My water (in my tanks which have driftwood and heavily planted) is as follows: 
PH: 7.8 
Ammonia: 0
Nitrite: 0
Nitrate: 0 
GH: 9
KH: 7 

These numbers are out of my ten gallon and they are very stable, I haven't seen a number change when doing my tests in months. In my reading the only shrimp that seem to accept hard water readily really seem to be the cherries, the greens, and various Sulawesi shrimp although I realize that last suggestion is advanced. 

However in the future do these water parameters look like something I can work towards keeping Sulawesi shrimp in? I know a stable aged aquarium (with plenty of bio film) is a must with these shrimp from my reading, so I'd like to continue letting my ten gallon age and then in the future maybe switch to Sulawesi if I won't have to fight my water parameters too much. 

Other species suggestions more then welcome. I realize cherries and babaultis are a big jump from Sulawesi but in terms of tanks I have kept planted tanks with fish for a decade, and I just can't seem to find a shrimp species "in between" that will enjoy my hard water. (I no longer keep fish)


----------



## Dman (May 1, 2012)

Tigers would love your they like high ph and lots of algee, they won't cross with anything and there are lots f different types but super tigers are usually on the cheeper side and just as nice as others


----------



## maromi (Jan 6, 2013)

Thanks for your suggestion, I will for sure look into tigers, although other sources I have been looking into say they prefer soft water?


----------



## Fishfur (Mar 4, 2012)

Sunkist shrimp too.. though they don't have live young as the cherries do, they are very pretty, and cannot cross breed. Need brackish water for their zoeys to morph into shrimplets.

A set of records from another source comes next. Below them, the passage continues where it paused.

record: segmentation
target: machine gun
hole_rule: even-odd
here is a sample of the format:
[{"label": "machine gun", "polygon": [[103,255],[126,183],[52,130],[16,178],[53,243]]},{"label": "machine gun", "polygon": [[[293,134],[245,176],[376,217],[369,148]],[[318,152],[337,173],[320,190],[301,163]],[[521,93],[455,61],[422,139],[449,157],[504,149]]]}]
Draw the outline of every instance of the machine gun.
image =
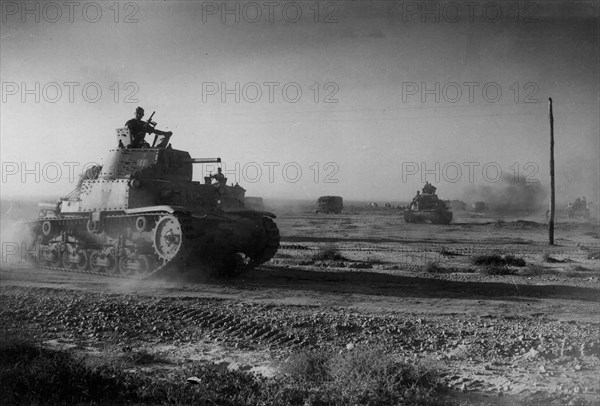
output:
[{"label": "machine gun", "polygon": [[[153,130],[156,128],[156,121],[152,121],[152,117],[154,117],[154,113],[156,113],[156,111],[153,111],[152,114],[150,114],[150,117],[148,118],[148,120],[146,121],[146,125],[151,127]],[[167,146],[167,144],[169,143],[170,138],[171,138],[170,135],[159,135],[159,134],[154,133],[154,141],[152,142],[152,148],[165,148]]]},{"label": "machine gun", "polygon": [[148,120],[146,121],[146,124],[152,128],[156,127],[156,121],[152,121],[152,117],[154,117],[154,113],[156,113],[156,111],[153,111],[152,114],[150,114],[150,117],[148,117]]}]

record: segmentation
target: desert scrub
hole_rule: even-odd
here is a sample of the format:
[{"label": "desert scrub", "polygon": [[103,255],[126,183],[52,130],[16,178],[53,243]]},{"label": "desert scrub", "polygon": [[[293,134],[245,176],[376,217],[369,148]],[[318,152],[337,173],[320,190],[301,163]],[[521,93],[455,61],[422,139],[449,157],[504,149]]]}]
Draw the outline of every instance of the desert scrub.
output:
[{"label": "desert scrub", "polygon": [[312,257],[313,261],[344,261],[346,258],[340,250],[333,244],[322,247]]},{"label": "desert scrub", "polygon": [[523,258],[515,257],[514,255],[505,255],[502,257],[498,254],[478,255],[473,258],[474,265],[483,265],[491,269],[501,268],[505,266],[523,267],[526,262]]},{"label": "desert scrub", "polygon": [[[122,362],[90,367],[85,361],[66,351],[5,340],[0,343],[0,404],[447,404],[436,397],[434,369],[400,362],[378,348],[296,353],[282,367],[286,373],[274,378],[206,363],[142,372]],[[128,361],[140,362],[137,356]],[[189,383],[190,377],[197,384]]]},{"label": "desert scrub", "polygon": [[139,401],[135,386],[110,367],[89,368],[63,351],[28,342],[0,345],[0,404],[97,404]]},{"label": "desert scrub", "polygon": [[315,405],[446,404],[436,393],[436,368],[400,361],[379,346],[299,352],[281,372],[291,387],[305,383],[302,388]]},{"label": "desert scrub", "polygon": [[425,272],[427,273],[443,273],[444,268],[435,261],[427,261],[425,264]]}]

Caridina Propinqua, I think is the proper name, but Big Als usually sells them as Orange Bee shrimp, but they are not any kind of true Bee shrimp. Females bright orange, males a bit less bright, but still, they have decent colour.


----------



## maromi (Jan 6, 2013)

Do you often see that species at your local Big Al's? My local Big Al's never have anything aside from Cherries and Amanos.


----------



## Fishfur (Mar 4, 2012)

They've had a few shipments in lately at the Mississauga store.. they were on sale just a couple weeks ago.


----------



## maromi (Jan 6, 2013)

O.k. great thanks for the info, sounds like I'll have to broaden my horizons geographically!


----------



## Fishfur (Mar 4, 2012)

Well, you can always hire me to bring you some . As my signature says. Time is one thing I have that many do not.


----------